Labelling text

Let’s assume we have a text dataset that contains some labelled sentences and some unlabelled sentences. For example, we could get the headlines for a bunch of UK news websites (the code for this comes from the great github project compare-headlines by isobelweinberg):

import requests
from bs4 import BeautifulSoup
import datetime

headlines = []
labels = []

r = requests.get('https://www.theguardian.com/uk').text #get html
soup = BeautifulSoup(r, 'html5lib') #run html through beautiful soup
headlines += [headline.text for headline in
              soup.find_all('span', class_='js-headline-text')][:10]
labels += ['guardian'] * (len(headlines) - len(labels))

soup = BeautifulSoup(requests.get('http://www.dailymail.co.uk/home/index.html').text, 'html5lib')
headlines += [headline.text.replace('\n', '').replace('\xa0', '').strip()
              for headline in soup.find_all(class_="linkro-darkred")][:10]
labels += ['daily mail'] * (len(headlines) - len(labels))

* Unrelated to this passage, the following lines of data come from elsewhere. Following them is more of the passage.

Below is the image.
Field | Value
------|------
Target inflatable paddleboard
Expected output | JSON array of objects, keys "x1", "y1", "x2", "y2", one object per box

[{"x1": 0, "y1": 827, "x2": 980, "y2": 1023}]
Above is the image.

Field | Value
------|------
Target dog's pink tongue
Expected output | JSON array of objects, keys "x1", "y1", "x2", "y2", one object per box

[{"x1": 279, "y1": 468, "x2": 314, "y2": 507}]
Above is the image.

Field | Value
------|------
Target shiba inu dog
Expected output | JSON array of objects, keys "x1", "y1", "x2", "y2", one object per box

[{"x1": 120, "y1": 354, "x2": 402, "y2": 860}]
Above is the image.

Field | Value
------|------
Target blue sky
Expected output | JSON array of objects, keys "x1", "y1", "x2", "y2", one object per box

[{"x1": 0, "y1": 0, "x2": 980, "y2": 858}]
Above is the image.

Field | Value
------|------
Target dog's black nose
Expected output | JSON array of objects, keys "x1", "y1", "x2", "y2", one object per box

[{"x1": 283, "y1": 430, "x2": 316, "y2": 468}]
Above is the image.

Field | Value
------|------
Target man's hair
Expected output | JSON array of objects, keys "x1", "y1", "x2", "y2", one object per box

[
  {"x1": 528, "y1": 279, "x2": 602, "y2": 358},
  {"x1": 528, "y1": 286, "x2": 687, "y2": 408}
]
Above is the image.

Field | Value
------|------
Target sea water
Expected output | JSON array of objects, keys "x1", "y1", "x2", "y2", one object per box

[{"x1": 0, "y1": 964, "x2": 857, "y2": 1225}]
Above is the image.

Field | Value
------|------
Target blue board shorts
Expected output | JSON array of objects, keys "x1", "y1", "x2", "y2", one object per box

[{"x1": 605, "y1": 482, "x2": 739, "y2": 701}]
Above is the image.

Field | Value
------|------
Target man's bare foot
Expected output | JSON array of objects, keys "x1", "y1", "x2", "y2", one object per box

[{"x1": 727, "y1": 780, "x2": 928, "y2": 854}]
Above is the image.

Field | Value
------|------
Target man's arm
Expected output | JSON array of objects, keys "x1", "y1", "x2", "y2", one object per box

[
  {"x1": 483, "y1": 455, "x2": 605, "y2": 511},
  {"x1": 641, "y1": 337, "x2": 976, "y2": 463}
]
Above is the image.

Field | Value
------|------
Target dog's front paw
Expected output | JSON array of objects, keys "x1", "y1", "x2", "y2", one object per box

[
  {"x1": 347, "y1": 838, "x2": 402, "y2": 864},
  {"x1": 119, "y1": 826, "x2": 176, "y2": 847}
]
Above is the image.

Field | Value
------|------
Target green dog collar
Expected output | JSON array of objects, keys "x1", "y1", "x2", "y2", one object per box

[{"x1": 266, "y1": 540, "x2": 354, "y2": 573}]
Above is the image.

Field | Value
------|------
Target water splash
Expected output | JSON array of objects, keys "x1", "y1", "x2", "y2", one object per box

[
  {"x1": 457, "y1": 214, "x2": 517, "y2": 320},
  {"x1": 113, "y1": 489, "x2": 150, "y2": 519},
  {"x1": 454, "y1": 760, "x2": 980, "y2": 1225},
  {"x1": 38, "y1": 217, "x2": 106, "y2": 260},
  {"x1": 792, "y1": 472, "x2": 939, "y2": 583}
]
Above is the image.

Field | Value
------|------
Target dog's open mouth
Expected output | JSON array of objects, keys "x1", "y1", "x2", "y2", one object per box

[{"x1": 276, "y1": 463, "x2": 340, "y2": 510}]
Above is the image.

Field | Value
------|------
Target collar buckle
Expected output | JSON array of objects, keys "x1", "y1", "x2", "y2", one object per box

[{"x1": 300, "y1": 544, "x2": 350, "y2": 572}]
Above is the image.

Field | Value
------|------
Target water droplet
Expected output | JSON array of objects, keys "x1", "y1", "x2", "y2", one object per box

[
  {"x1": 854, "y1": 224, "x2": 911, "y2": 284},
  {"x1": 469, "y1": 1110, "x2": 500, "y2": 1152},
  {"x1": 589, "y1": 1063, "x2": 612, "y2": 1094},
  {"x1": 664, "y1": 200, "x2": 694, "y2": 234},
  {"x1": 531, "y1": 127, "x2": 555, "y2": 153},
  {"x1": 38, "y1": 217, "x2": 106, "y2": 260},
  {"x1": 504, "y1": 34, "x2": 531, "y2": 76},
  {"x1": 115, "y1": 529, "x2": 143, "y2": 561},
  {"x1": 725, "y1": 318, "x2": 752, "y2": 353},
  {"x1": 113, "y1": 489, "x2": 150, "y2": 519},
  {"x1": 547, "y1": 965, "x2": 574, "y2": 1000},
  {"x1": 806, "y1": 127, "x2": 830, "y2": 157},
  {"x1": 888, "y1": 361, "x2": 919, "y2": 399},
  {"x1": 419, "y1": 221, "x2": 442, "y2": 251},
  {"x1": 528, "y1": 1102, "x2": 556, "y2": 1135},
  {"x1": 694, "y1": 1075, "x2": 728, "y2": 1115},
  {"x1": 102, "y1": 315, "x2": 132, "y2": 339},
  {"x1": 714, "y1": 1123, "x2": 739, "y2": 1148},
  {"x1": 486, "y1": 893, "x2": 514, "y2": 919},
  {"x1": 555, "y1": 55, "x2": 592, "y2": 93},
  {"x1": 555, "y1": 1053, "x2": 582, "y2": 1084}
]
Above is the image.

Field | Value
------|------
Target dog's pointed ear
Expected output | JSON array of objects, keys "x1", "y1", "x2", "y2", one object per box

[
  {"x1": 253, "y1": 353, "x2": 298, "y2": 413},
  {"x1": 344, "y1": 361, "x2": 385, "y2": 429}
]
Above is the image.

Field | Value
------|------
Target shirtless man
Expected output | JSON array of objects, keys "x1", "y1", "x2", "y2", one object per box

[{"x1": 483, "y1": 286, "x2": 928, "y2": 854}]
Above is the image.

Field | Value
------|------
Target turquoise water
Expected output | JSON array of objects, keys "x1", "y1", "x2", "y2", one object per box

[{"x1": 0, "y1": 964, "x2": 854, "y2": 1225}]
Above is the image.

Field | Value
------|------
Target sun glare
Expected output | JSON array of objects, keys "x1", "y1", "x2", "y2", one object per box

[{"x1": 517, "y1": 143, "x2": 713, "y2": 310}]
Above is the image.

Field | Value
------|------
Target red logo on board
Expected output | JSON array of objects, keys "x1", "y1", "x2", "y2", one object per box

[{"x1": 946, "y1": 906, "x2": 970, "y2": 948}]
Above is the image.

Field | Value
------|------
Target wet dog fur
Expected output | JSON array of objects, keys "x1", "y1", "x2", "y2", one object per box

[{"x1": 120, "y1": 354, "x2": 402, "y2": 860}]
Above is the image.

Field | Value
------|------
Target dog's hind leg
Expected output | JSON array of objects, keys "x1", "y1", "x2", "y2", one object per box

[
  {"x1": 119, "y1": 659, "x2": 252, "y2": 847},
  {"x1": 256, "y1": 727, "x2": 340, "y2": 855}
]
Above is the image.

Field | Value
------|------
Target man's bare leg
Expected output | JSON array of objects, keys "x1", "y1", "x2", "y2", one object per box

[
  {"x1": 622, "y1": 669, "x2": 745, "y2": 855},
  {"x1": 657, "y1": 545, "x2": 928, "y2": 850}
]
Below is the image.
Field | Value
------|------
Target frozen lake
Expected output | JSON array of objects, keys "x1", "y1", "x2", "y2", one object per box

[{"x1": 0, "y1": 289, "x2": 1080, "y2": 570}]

from superintendent import Superintendent
from ipyannotations.text import ClassLabeller

input_widget = ClassLabeller(options=['professional', 'not professional'])
input_data = headlines
data_labeller = Superintendent(
    features=input_data,
    labelling_widget=input_widget,
)

data_labeller

For further options of labelling text, including tagging parts of text, check the text widgets in ipyannotations.